Natasha, I think of suicidal thoughts and feelings the way you do. I haven’t actively suicidal or attempted suicide since I started taking antidepressants about a dozen years ago (there were three attempts before that, the first at age 14). But I still think about suicide, often, but generally not for very long and no, I don’t have a plan. I sometimes think about going off my meds so that I can get into a frame of being where suicide would once again appear to be a viable option, but then I remember that I’d have to go through all the shit that being off my meds would entail and I continue to take my pills (5 of them at the moment).
And Fred, you’re a lucky man.
I do feel like those thoughts come with the illness. Depends on where i am at in therapy, how well i can deal with the thoughts Now luckily im in a place where suicde is not an action i want to follow through with. But when depressed those thoughts linger. I used to get angy and wonder why! I know i did not activlly want to! Ive learned to live with this and take it as a sign my depression or hopelessness is at a different level. Time to call therapist and pysciatrist, get everyone on page and make an action plan.. there was a time i could not see this happening and take charge like i do now.

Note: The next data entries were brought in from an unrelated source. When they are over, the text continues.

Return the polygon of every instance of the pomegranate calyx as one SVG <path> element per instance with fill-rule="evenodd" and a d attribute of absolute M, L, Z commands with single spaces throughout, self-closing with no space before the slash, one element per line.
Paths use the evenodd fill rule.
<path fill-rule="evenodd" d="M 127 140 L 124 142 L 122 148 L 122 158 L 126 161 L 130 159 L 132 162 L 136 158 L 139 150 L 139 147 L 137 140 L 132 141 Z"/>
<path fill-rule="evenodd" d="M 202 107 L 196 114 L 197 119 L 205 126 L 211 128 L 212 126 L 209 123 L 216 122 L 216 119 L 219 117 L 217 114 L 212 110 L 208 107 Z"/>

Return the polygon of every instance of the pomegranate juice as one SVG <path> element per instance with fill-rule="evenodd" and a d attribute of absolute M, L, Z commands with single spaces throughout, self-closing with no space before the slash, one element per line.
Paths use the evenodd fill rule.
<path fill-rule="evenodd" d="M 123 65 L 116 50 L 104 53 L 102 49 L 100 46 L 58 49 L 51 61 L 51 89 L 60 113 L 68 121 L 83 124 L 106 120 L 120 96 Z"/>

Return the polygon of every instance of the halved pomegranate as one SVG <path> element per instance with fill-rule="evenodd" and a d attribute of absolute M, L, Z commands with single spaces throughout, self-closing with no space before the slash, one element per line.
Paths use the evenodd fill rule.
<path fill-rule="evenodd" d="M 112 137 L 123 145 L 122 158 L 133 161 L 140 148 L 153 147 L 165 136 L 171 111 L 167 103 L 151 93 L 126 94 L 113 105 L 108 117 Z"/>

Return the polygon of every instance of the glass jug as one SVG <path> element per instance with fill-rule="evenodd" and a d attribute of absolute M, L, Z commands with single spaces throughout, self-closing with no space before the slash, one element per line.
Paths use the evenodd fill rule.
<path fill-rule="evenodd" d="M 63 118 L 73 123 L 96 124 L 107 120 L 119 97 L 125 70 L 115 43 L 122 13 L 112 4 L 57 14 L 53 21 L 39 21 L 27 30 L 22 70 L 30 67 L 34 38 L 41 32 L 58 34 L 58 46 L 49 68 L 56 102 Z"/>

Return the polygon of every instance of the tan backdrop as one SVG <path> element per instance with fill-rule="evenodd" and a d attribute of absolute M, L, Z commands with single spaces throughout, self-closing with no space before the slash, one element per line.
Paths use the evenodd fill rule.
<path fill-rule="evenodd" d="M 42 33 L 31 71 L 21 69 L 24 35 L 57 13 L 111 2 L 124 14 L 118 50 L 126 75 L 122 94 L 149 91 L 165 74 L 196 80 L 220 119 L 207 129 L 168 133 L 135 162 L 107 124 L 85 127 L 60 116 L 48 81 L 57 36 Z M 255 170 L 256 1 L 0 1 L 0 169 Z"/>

Grateful for the most part im able to have more insight and self awareness into my disorder. It is scary.
Hi Natasha… To be sure, any suicidal thoughts are and especially if they linger for a very long time, as your have. It is interesting how you have classified suicide as either passive or active. Perhaps, your saying that it’s OK to have these thoughts…Just don’t ACT on them. I had thoughts constantly all of 1983 and into May of 1984. So there you have it ..When I ACTED on it . My Wife save my life and I spent 8 week in the hospital getting my head together. I decided to start kicking every negative thought out of my head, and decided to work on promoting “positivity” 100% to overcome all mood symptoms. The rest is now history with over 28 years of episode free emotional stability. And good by to suicidal thoughts. (So there’s that.)